Sarah E. Vaughn

Job title: 
Associate Professor
Department: 
Anthropology
Bio/CV: 

Vaughn’s research agenda entails developing an ethnographic approach and critical social theory of climate adaptation. Over the past decade, she has conducted archival research and ethnographic fieldwork of experts and ordinary citizens implementing climate adaptation projects throughout the circum-Caribbean. This research has primarily focused on Guyana and Bermuda. She is particularly interested in the way climate adaptation addresses the politics of potentiality in cultures of engineering, wetlands and coastal-scapes and historical narratives of settlement. Her research is based around two questions: 1) How do people imagine and confront their vulnerability to climate change?; and 2) How does technology mediate people’s experiences of climate change and valuation of environments? She takes a posthumanist and new materialist perspective on climate adaptation to address these questions. More broadly, she is interested in the ways technology has become an important, and at times taken for granted, object of intervention in climate adaptation projects.

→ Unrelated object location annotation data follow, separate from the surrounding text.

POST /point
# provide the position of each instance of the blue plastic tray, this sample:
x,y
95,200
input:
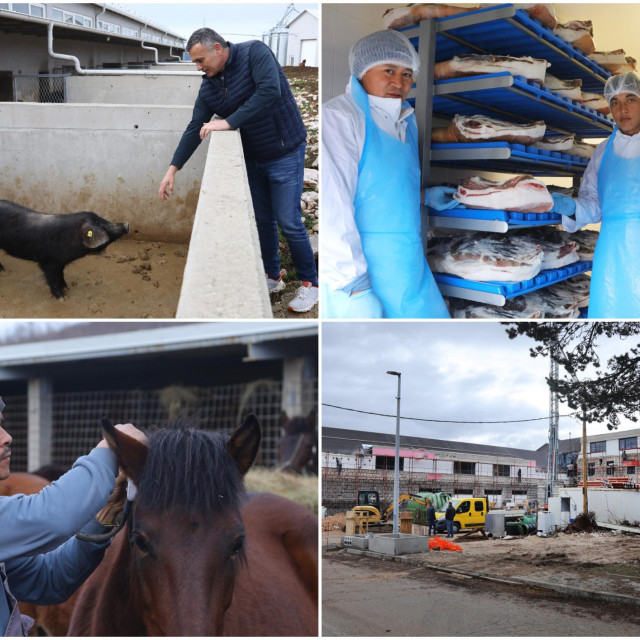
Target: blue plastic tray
x,y
513,289
520,36
526,101
510,217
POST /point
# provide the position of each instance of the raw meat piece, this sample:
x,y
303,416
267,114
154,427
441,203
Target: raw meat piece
x,y
582,150
567,88
474,64
586,239
558,250
413,13
481,128
579,33
576,288
485,257
595,101
482,311
551,304
520,193
545,13
614,61
556,143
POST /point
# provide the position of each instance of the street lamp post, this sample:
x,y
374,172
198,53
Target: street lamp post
x,y
396,466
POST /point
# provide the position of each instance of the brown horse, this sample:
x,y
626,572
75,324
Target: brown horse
x,y
298,449
198,557
54,619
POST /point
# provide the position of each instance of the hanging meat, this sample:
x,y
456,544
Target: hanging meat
x,y
485,257
561,143
567,88
414,13
616,62
521,193
579,33
476,64
483,129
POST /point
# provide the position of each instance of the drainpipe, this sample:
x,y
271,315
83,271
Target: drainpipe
x,y
109,72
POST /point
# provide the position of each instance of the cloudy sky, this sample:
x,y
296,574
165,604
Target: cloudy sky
x,y
234,21
450,371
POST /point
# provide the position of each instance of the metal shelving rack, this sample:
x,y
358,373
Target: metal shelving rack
x,y
501,30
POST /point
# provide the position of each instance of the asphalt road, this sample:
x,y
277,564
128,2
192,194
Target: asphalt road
x,y
370,597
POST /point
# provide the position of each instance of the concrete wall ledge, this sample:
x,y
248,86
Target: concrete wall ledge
x,y
224,276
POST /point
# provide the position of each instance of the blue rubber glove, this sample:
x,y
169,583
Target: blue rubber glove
x,y
563,205
441,198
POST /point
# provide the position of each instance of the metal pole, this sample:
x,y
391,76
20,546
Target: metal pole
x,y
396,466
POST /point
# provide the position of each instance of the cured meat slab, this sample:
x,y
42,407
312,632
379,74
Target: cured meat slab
x,y
616,62
521,193
414,13
561,144
571,89
579,33
483,129
485,257
474,64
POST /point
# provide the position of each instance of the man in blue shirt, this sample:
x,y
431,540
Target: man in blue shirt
x,y
246,87
40,559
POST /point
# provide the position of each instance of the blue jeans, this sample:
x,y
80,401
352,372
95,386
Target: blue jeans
x,y
449,527
276,187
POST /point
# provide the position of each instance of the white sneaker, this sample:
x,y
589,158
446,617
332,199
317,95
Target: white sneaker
x,y
306,298
275,285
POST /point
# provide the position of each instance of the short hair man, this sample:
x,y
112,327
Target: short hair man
x,y
246,87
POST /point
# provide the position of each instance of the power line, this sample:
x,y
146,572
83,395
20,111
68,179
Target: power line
x,y
388,415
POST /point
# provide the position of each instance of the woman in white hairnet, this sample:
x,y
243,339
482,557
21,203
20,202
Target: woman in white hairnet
x,y
373,263
610,193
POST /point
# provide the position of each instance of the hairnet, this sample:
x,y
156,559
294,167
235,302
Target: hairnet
x,y
382,47
623,83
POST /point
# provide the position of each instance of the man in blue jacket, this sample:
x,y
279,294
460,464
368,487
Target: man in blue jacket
x,y
246,87
40,559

Vaughn’s early research addressed these concerns by examining the social networks of accountability that inform climate adaptation projects. Her first book, Engineering Vulnerability: In Pursuit of Climate Adaptation (2022), examines climate adaptation against the backdrop of ongoing processes of settler colonialism and the global climate change initiatives that seek to intervene in the lives of the world’s most vulnerable. She offers the case study of Guyana, where the efforts of engineers, military personnel, alongside those of farmers and squatters, are at the center of the book’s analysis of the adaptation of the country’s earthen dam system. In many instances, questions about race and racism become important to how people account for climate adaptation’s competing knowledge practices. Yet, the book also emphasizes the subtle ways in which the state’s appeals to ‘racial equality’ fall short of fully addressing why people come to recognize climate adaptation (with its emphasis on technological innovation) as a complex lived experience of hope, frustration and indifference. In this respect, Vaughn offers a critical analysis of climate adaptation as unsettling familiar racialized concepts, tropes and political orders, thereby offering people an opportunity to reimagine modes of accountability to each other.  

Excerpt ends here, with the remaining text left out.